I think it's getting possible that I hate blogger. I'm debating wordpress for two reasons: one it looks easier to manage with a functionality that will allow for creativity and two: most of my favorite writers have one if I want to steal a page from their book regarding success, it seems like a good idea.
Of course, how many would follow me that long trek into the good night - of the internet.
Arctic Monkeys' first album is playing, my husband is showering (and the awesome scent of his body wash is wafting out into the living room making him quite edible), I'm more than a little upset about my life choices, I'm trying to make headway into Chapter 7 (i know where I'm going but just not how to get there) and I have to worry about the 4th annual holiday party at my place on saturday. That is the painted picture of my environment/mood.
So, today sort of sucked. It did, it really did. Blatant whispers in my ear about how I should be better than I am, does not make CJ a happy person. In fact I have this latent sense of apathy that comes out every now and again it becomes a sort of spiteful outlet. It doesn't do anyone good but it feels good for about ten minutes.
And then I wake up.
Speaking of, my dreams have been pretty awesome lately.

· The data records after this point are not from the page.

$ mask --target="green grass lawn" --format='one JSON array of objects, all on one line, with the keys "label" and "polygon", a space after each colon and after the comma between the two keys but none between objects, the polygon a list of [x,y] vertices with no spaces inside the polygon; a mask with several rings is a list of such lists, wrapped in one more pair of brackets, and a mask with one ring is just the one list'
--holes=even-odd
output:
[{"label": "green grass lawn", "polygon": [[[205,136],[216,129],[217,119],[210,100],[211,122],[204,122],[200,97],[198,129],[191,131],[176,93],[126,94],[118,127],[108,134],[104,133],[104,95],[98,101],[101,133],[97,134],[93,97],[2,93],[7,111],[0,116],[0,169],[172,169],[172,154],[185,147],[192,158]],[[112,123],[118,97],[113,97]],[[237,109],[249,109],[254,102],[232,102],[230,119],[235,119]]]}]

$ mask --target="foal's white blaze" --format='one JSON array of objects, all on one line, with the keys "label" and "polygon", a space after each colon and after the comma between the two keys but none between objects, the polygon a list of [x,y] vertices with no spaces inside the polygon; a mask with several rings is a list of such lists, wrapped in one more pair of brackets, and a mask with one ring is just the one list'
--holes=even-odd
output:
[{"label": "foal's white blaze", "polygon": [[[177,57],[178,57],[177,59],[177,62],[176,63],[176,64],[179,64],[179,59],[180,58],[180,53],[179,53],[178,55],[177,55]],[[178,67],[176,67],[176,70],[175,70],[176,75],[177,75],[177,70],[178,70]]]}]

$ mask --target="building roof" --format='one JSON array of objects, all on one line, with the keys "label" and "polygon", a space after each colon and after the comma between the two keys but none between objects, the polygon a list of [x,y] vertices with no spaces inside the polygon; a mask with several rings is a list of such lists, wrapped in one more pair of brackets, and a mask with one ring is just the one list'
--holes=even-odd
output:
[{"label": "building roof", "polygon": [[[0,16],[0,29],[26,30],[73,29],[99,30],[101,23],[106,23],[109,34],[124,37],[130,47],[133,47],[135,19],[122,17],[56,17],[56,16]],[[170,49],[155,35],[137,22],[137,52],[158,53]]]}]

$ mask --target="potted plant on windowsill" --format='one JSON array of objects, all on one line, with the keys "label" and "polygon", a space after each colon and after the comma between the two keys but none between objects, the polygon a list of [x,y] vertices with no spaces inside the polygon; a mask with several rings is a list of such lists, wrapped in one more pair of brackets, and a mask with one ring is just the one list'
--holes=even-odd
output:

The rest of this week workwise will suck and no, I really don't give a shit about how or if this information is disseminated. I'm tired of most of the shit that occurs around me.
On another note, I'm reading "Three Days to Dead" by Kelly Meding and very much liking it. I'm almost done and her writing reminds me of me - just not quite.
NCIS was on tonight and I'm pissed about the spoilers I've read about how there will be no Ziva/Tony action. It goes to show that Hollywood writers/creators are scared little shits when it comes to their audience. Reminds me of some people that I work with.
AND on that note. I will leave you with something a little less bitter; a little less mouth swellingly tart - there is about two more weeks of 2009 left. Enjoy it.